Track and trace technologies, including blockchain

The FDA wants more resources to make it easier to track and trace products from production to consumption. This will make it easier to remove harmful products from the supply chain before they can cause health and safety problems.

Gottlieb and Yiannas note the “challenges dealing with the complexities of supply chain tracking and management” during the 2018 E. coli outbreaks in romaine lettuce, “where records were being kept mostly on paper.” Following those outbreaks, the FDA worked with industry to clarify the harvest date and location on product packaging.

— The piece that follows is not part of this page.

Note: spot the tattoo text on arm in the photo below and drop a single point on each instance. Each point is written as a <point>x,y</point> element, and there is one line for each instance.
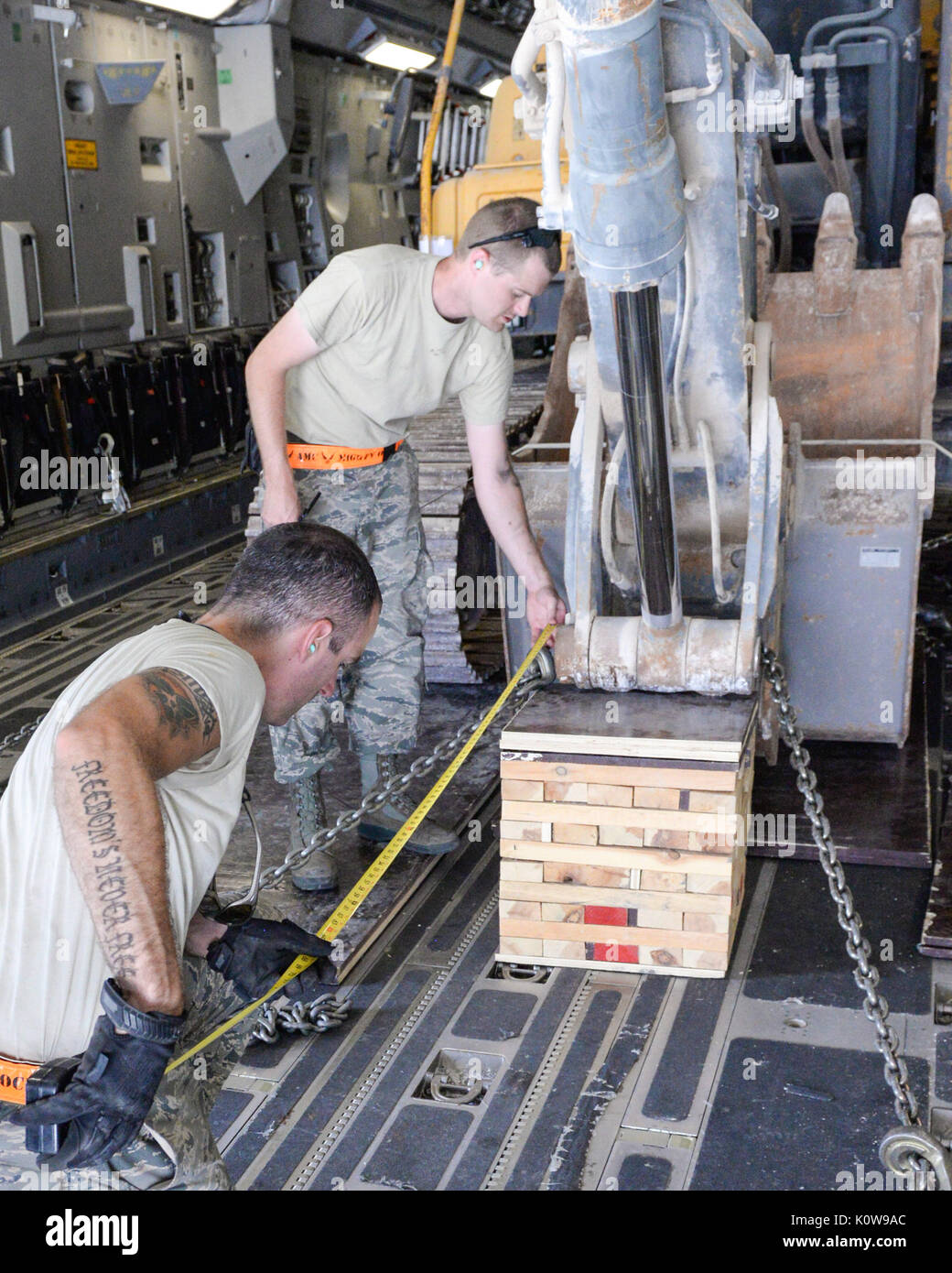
<point>114,918</point>
<point>182,704</point>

The agency specifically points to blockchain as a track and trace technology that “can greatly assist in warning consumers about risks with specific foods and in implementing more targeted and efficient recalls.” With these technologies, the time it takes to find the source of an outbreak can be cut “from days or weeks, to minutes or even seconds.”

Safety of imported foods

The FDA also wants money for more import oversight. This includes increasing compliance with the FSMA Foreign Supplier Verification Programs and assessing the FDA’s Import Alert program.

Food innovation

Biotechnology products

The FDA is requesting resources to streamline premarket safety reviews for new foods and ingredients by “[improving] the timeliness of these reviews and [eliminating] unnecessary burdens to industry.”

The biotechnology category includes innovations like genome-edited plants and animals and products developed using cell-culture technology. Gottlieb and Yiannas point to the FDA’s Plant and Animal Biotechnology Innovation Action Plan and note that the new funding will be used “to keep pace with the increasing requests for review of new products.”